If anyone has figured out how to get this pattern going using Spring, I would really like to know. Also, not sure how common such a use-case is, but if you have faced it and solved it, or you think my approach is lame and you have a better one, I would appreciate hearing from you.

Update Jan 26 2008

When I was trying to figure out various approaches to solve this problem, I came across a Java based "yield return" solution on Chaotic Java. It provides an abstract Yielder class which implements the Iterable interface. However, it requires bytecode instrumentation using ASM. The resulting code is quite elegant, something like this, although I could not make it work.

 1
 2
 3
 4
 5
 6
 7
 8
 9
10
11
12
13
14
15
16
17
18
19
20
21
22
23
  public Iterable<SomeObject> getSomeObjects() {
    Connection conn = ds.getConnection();
    PreparedStatement ps = conn.prepareStatement(sql);
    final ResultSet rs = ps.executeQuery();
    return new Yielder<SomeObject>() {
      protected void yieldNextCore() {
        while (rs.next()) {
          SomeObject obj = new SomeObject();
          obj.setName(rs.getString(1));
          ...
          yieldReturn(obj);
        }
        yieldBreak();
      }
    }
  }

  @Test
  public void processObjects() {
    for (SomeObject obj : getSomeObjects()) {
      // do something with obj
    }
  }

To run it, a -javaagent parameter set to the path to the yielder.jar file needs to be passed to the Java command. I was setting this in the configuration/property for the maven-surefire-plugin and calling this through a JUnit test. I was using asm-all-3.3.0 (downloaded from the yielder SVN repository). From my tests, I see that the first call to getSomeObject() results in all the rows being iterated.

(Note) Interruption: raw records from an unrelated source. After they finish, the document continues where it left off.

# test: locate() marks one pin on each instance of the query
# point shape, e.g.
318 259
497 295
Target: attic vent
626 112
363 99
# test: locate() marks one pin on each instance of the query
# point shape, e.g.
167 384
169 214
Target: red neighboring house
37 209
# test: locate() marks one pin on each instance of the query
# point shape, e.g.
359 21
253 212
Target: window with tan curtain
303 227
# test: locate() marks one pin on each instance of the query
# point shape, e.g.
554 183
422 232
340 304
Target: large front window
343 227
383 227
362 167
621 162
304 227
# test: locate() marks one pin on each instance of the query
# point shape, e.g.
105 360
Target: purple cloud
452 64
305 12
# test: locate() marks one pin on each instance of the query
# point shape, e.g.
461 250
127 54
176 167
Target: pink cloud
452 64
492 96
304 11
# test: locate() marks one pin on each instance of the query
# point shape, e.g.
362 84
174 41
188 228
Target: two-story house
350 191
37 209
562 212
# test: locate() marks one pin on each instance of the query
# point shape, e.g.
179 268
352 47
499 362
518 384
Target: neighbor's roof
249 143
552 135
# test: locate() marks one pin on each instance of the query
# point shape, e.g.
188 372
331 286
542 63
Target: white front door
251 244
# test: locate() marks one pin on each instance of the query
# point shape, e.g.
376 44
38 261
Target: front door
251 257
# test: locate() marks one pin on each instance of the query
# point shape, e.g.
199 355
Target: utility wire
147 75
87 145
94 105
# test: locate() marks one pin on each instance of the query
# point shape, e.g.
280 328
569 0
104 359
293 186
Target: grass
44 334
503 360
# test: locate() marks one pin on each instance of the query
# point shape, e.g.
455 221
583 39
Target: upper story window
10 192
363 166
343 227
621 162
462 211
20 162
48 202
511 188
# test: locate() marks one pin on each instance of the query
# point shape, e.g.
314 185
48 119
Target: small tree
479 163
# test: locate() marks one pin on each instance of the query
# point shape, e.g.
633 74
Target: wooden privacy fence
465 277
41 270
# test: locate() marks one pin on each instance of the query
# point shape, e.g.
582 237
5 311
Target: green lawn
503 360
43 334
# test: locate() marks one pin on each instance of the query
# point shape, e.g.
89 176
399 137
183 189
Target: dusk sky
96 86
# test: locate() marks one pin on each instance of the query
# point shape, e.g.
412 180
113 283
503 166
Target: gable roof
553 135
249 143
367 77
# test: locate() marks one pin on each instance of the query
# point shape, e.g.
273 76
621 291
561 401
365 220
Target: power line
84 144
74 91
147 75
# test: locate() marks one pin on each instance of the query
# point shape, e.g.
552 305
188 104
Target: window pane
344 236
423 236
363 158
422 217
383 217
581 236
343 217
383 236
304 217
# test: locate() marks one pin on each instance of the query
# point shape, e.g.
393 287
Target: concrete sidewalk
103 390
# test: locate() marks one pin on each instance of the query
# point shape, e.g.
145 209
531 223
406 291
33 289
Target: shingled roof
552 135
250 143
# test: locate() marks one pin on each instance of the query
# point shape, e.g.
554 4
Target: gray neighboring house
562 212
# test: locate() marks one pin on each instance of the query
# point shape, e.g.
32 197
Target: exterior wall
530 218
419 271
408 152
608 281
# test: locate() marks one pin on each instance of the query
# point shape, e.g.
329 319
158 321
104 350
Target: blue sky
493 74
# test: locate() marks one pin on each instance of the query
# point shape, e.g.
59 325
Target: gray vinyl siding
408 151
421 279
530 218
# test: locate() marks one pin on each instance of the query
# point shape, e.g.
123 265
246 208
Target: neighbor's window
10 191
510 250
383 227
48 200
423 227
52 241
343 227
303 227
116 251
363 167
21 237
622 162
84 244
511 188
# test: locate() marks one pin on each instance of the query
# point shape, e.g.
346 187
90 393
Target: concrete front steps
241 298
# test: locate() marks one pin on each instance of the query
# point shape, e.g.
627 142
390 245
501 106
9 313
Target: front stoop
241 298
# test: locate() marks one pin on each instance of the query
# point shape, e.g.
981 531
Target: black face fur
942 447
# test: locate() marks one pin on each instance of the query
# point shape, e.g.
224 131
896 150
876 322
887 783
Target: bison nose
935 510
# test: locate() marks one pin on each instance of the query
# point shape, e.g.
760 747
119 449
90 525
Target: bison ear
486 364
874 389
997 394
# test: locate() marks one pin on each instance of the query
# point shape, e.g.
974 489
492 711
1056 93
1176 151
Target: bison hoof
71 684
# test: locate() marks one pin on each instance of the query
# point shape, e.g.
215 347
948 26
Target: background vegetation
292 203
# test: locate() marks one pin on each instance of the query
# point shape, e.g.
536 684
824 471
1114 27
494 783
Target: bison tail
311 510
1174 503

Obviously I am doing something wrong, would appreciate any pointers from readers if you have gotten this to work.

2 comments (moderated to prevent spam):

Anonymous said...

The Yielder library has some known bugs, unfortunately.. It might not be You that is doing something wrong. :)

If you'd like to discuss the bug, you can either post about it on the google group, the project's issues list, or just my post about it. Thanks!

Sujit Pal said...

Thanks Aviad, I have posted to the Yielder Google Group with details. Thanks for building and sharing this, I am hoping that this functionality will make it in to Java at some point, similar to Doug Lea's concurrency stuff.